Sad to say I chickened out . . . 

Of course it was a great day, fishable conditions with tons of fish caught including a large number of Black Drum. 

Well, the truck's still loaded up and I'm going to try to salvage the weekend. After all, I just heard the weather's gonna be nice.


----------



## Cdog (Mar 18, 2002)

Sgt_Slough said:


> Planned on fishing the NJ Angler Tournament Saturday at Island Beach State Park; spent Friday getting stuff together and listening to the marine weather. The forecast seemed to go downhill every hour, ENE gusts to 40kts, 7-11ft seas.
> 
> Sad to say I chickened out . . .
> 
> ...



I hear ya, I did yard work today in th nasty weather that was predicited for us today. Always tomorrow....


----------



## david123 (Jun 24, 2004)

*weathermen*

being a weaterman is the only job where you get paid to predict stuff and you don't ever have to be right.....

Just so you know, when they say "there's a 30% Chance", it means that on the days that had conditions exactly like this, it rained 30% of the time. Not really a 30% chance at all. 

Can they cover their bott or what!

Better luck next time!

Dave


----------



## ReelinRod (May 29, 2003)

Well, today today turned into one of those days when you just say, "well it was nice to get out of the house for a while."

Nuff said.


----------



## the mover (Jan 16, 2004)

well sarge , i fished the tourn. this sat . got there at 5 30 waited in line for half hr just to get a shirt and a cold cup of joe . went to end of the paved road , made a right . sat there till 3 oclock with out a bite. buddy caught a short. where was t5hat 27lbr caught ? just have to try again next week


----------



## sand flea (Oct 24, 1999)

Don't feel bad--I did the exact same thing, except a couple of hundred miles south.

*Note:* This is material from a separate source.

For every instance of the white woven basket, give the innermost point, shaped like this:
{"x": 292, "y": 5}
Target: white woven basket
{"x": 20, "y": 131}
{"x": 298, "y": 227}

First thing out of my buddy's mouth when he called me from the beach where he was killing them was, "Oh, you f***** up this time..." 

It happens.


----------



## Talapia (Apr 27, 2003)

Let me guess...sounds
like HAT80


----------



## ReelinRod (May 29, 2003)

Hey Flea, the worst is when I'm at work during the week and I get a picture message from one of my so called buddies, holding a nice fish just rubbing it in . . . 

Mover, I think that 27 came from the pocket.


----------